Restarting nginx: nginx: [emerg] unknown log format “debug” in
/etc/nginx/sites-enabled/default_ssl:8
nginx: configuration file /etc/nginx/nginx.conf test failed

I a doing something wrong ?

2/ In error log, even if I can’t set a debug level, there is already
something strange I would like to change:

2015/05/02 13:25:05 [error] 2144#0: *4926 upstream prematurely closed
connection while reading response header from upstream, client:
XX.XX.XXX.XXX, server: , request: “GET
/socket.io/?EIO=3&transport=polling&t=1430565786187-49&sid=IIJ1gX_E4Ny_ojN8AACB
HTTP/1.1”, upstream:
http://127.0.0.1:8070/socket.io/?EIO=3&transport=polling&t=1430565786187-49&sid=IIJ1gX_E4Ny_ojN8AACB”,
host: “hostname.dtdns.net:9876”, referrer:
https://hostname.dtdns.net:9876/jeedom/index.php?v=m&

How host and referrer can be filled with a dynamic dns name ? How nginx
is
aware of this information ? I am requesting with an IP address, so no
chance
this information come from the sender.

Could this configuration be erroneous ?
(/etc/nginx/sites-enabled/default_ssl)

location /socket.io/ {
proxy_pass http://127.0.0.1:8070/socket.io/;
proxy_http_version 1.1;
proxy_set_header Upgrade $http_upgrade;
proxy_set_header Connection “Upgrade”;
proxy_set_header Host $host;
proxy_redirect off;
proxy_read_timeout 6000;
}

Thx.
GuiPoM

Posted at Nginx Forum:

On Tue, May 05, 2015 at 04:00:11PM -0400, GuiPoM wrote:

Hi there,

I just tried to put debug as for example : “access_log
/var/log/nginx/access.log debug;”

But:
Restarting nginx: nginx: [emerg] unknown log format “debug” in
/etc/nginx/nginx.conf:36
nginx: configuration file /etc/nginx/nginx.conf test failed

Does “nginx -V” show “–with-debug”?

“debug” is for error_log, not for access_log.

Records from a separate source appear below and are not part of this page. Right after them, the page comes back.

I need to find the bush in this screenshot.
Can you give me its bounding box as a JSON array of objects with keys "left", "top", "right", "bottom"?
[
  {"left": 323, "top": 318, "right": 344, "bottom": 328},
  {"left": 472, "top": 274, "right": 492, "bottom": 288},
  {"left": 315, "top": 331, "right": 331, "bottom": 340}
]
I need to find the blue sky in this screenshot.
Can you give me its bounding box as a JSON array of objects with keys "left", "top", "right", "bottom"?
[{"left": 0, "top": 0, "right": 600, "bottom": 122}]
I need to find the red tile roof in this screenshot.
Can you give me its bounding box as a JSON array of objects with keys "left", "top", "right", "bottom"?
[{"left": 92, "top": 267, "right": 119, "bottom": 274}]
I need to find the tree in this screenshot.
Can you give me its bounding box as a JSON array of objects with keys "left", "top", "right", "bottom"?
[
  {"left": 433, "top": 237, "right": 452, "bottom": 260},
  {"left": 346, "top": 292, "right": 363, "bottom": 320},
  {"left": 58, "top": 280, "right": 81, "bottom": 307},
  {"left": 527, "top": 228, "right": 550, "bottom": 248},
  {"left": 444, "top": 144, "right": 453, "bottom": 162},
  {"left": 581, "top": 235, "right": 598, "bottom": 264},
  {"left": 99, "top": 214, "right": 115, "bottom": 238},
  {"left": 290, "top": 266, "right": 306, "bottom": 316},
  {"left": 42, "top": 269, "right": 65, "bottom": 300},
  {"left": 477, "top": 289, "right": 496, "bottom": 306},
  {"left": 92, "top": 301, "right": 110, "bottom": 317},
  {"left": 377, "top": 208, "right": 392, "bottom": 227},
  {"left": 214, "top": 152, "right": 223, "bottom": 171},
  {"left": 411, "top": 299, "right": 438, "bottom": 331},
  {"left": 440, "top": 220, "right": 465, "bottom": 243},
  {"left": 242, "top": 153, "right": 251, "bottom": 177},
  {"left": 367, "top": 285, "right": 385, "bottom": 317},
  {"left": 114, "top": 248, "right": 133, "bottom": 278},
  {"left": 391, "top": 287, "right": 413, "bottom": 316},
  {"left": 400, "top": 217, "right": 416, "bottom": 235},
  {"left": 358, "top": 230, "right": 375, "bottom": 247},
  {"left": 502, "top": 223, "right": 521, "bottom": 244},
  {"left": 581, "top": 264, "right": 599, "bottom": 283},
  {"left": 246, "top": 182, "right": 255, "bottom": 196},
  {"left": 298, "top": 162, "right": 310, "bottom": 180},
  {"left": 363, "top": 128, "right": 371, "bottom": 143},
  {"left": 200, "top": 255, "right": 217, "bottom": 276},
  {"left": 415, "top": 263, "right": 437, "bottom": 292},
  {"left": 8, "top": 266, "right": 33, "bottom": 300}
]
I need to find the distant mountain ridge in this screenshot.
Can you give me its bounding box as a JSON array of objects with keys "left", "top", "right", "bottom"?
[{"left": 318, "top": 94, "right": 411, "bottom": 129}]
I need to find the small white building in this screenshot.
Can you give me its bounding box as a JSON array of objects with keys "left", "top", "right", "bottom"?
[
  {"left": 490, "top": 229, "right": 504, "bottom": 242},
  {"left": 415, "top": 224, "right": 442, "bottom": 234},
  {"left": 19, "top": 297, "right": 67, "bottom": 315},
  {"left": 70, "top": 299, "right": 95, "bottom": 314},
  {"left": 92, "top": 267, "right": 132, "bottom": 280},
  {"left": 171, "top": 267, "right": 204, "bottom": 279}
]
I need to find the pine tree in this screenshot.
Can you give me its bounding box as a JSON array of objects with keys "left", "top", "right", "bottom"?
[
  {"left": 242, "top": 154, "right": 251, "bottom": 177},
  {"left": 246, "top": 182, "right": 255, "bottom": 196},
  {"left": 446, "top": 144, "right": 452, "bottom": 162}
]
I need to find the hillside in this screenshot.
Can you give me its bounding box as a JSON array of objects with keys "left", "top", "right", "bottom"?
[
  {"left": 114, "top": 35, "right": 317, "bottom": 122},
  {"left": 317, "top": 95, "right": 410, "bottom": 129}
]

https://hostname.dtdns.net:9876/jeedom/index.php?v=m&

How host and referrer can be filled with a dynamic dns name ? How nginx is
aware of this information ? I am requesting with an IP address, so no chance
this information come from the sender.

When you copy-paste the commands issued and the responses gathered,
it may become clearer where all of the information is coming from.

My guess is that you are issuing one request with an ip address, and
that is returning a http redirect to a hostname; and then you are
issuing
the next request to that hostname.

But until you show your work, all anyone can do here is guess.

            proxy_read_timeout 6000;
    }

This looks like the connection is using WebSockets.

Does your proxy server at work allow WebSocket connections to pass
through it?

Can you successfully connect to any WebSocket service anywhere from
work? If not, the problem may not be on the nginx side.